There is no table on the stage at the Magic Theatre, though. There is no paint, no brush nor any canvas stretched between the audience and the actor in “Uncle Jacques’ Symphony.” All that’s there is an actor, Dominic Hoffman, so skilled in mime and character portrayal that every imaginary prop seems instantaneously concrete. By the time he finishes his brief sketch of the crusty, opinionated, domineering but achingly lonely old artist, we have almost as clear an image of the large painting as we do of the painter — and of the browbeaten young journalist squirming in a chair behind him.
Hoffman, a locally trained actor (UC Santa Cruz, American Conservatory Theater) who stepped into a lead role in David Mamet’s “Dr. Faustus” shortly before it opened, performed an earlier version of this show in Los Angeles and at the 2002 San Francisco Fringe Festival. He performed it on six off-nights during the run of “Faustus,” impressing artistic director Chris Smith enough to book it for a special three-week run that opened Wednesday.
It’s easy to see why. Hoffman is an accomplished actor with magnetic charm and the protean skill to transform himself into remarkably diverse personas. He’s also a pretty remarkable writer. Almost every one of the character sketches that make up “Uncle Jacques” is a beautifully detailed combination of psychological revelation and poetic imagination, developed with a fine ear for the music of character-specific speech.
Word music is meant to be the connective tissue between the sketches. Hoffman’s “Symphony” is in part a tribute to his uncle, a Chicago jazz drummer who gave up his art for a bureaucratic job to support his family. The first character in the show, Jacques — a smooth old-school hepcat with hands continually hitting rim shots as he talks — explains that the people we’re about to meet “are all variations on the same theme,” and that they’ve “got nothin’ in common ‘cept me.”

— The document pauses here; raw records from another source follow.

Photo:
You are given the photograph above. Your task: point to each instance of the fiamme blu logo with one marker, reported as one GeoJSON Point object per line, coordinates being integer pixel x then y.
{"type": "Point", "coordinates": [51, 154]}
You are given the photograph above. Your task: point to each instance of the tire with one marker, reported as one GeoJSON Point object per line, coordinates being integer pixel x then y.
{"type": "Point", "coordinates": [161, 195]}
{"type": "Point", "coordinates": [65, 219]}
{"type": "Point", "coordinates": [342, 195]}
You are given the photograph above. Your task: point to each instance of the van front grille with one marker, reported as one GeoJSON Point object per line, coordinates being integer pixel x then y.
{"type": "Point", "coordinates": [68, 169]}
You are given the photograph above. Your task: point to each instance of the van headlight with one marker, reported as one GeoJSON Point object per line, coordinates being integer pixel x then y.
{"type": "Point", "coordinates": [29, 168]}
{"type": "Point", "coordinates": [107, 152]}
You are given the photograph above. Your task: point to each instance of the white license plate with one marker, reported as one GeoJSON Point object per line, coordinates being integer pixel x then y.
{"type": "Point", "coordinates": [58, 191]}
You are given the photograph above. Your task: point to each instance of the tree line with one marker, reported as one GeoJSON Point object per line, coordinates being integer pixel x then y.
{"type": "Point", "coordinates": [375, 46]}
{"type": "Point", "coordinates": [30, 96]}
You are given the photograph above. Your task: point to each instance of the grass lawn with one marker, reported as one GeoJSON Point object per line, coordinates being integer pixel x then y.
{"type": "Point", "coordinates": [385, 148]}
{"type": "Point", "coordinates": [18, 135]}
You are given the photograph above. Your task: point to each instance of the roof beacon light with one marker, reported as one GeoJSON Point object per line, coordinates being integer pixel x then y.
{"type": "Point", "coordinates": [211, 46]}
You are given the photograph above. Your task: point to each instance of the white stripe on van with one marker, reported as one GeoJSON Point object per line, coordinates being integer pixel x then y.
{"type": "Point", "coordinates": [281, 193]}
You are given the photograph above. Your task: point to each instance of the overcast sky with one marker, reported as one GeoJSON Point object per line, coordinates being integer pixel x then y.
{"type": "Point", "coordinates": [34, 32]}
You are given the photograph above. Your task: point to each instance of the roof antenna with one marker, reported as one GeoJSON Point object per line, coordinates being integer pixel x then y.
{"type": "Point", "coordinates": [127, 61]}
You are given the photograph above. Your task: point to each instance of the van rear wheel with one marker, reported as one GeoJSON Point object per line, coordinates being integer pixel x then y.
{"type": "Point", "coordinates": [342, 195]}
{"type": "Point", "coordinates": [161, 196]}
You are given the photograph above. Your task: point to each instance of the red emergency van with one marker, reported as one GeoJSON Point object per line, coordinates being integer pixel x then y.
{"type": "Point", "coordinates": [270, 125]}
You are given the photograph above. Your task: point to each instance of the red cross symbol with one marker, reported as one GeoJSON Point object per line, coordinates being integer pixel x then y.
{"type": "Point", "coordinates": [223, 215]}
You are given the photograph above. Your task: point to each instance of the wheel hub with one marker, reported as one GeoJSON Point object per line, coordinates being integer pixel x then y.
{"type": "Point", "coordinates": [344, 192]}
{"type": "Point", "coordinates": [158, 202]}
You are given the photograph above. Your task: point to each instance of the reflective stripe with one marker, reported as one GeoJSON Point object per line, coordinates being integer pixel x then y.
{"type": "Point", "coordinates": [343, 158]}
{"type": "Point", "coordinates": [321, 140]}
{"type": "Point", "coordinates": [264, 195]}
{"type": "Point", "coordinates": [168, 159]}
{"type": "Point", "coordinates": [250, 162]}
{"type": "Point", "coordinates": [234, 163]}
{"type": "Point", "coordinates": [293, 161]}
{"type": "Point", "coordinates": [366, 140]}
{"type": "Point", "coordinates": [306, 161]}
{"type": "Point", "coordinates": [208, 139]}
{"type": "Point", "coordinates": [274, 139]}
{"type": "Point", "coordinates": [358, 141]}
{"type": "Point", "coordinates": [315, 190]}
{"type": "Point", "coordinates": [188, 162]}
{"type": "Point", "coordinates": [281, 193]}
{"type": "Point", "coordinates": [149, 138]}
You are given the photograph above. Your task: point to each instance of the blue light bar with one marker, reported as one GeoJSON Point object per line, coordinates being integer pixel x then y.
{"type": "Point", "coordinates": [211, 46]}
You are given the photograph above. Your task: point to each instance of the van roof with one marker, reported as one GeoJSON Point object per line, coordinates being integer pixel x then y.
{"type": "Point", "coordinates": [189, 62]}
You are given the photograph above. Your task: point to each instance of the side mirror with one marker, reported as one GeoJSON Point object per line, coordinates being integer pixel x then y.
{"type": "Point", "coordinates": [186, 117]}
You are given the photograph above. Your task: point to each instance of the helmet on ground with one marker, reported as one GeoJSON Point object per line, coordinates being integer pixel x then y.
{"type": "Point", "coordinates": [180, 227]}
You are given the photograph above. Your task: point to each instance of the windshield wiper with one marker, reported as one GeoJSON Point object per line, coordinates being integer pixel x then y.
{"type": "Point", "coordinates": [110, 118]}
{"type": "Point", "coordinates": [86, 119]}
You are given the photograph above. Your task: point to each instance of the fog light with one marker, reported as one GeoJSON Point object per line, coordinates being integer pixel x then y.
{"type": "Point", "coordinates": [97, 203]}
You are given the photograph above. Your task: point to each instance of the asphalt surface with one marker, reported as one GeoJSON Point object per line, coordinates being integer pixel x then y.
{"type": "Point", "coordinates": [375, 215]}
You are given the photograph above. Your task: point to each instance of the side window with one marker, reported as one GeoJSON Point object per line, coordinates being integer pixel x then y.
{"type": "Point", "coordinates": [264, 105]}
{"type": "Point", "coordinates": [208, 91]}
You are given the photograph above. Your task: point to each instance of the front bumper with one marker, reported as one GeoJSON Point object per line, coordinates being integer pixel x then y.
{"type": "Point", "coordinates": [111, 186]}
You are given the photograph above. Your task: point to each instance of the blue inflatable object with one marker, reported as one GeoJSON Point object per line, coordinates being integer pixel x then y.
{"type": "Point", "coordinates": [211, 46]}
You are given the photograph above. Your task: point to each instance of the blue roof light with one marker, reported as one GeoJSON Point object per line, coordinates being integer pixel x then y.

…”Jacques,” however, is a tour de force of acting and writing. With little more than a change of shirt and the red, blue or gold glow of Russell Champa’s lights, Hoffman transforms himself into a rich range of men and women — dancing sensually to Billy Mitchell’s engaging scene-setting jazz, blues or salsa riffs.
He’s comic and subtly, subversively touching as a young Puerto Rican woman putting up her hair as she confides in a friend, trying to work through her family’s hostility to her new, black Puerto Rican lover. He’s completely captivating as the rather unlikable old artist, a curmudgeon whose bullying of his young interviewer and strong prejudices on a variety of topics (words, women, prunes) deepen the impact of his admirably intense concentration on his art and his touching loneliness.
The ensuing scenes are just as engrossing. Hoffman is deeply affecting as an attractively upbeat and forthright, middle-aged African American woman discussing her late, “ugly” husband and trying to put the best possible face on the fate of a beloved son. Stripping to a T-shirt that reveals his beautifully sculpted physique, and moving with Sugar Ray Robinson grace, he’s riveting as a retired Cuban boxer, defending his sport while suffering breath- stopping bouts of brain damage.
He’s irresistibly funny and poignant in his last sketch, too, as a Damon Runyon-esque white North Beach bookie on his first trip to Oakland, uncomfortably delivering a wonderfully inappropriate, deeply moving eulogy at the funeral of a black drug dealer. The thematic connection between these gems needs work, but the individual movements in Hoffman’s “Symphony” are superb.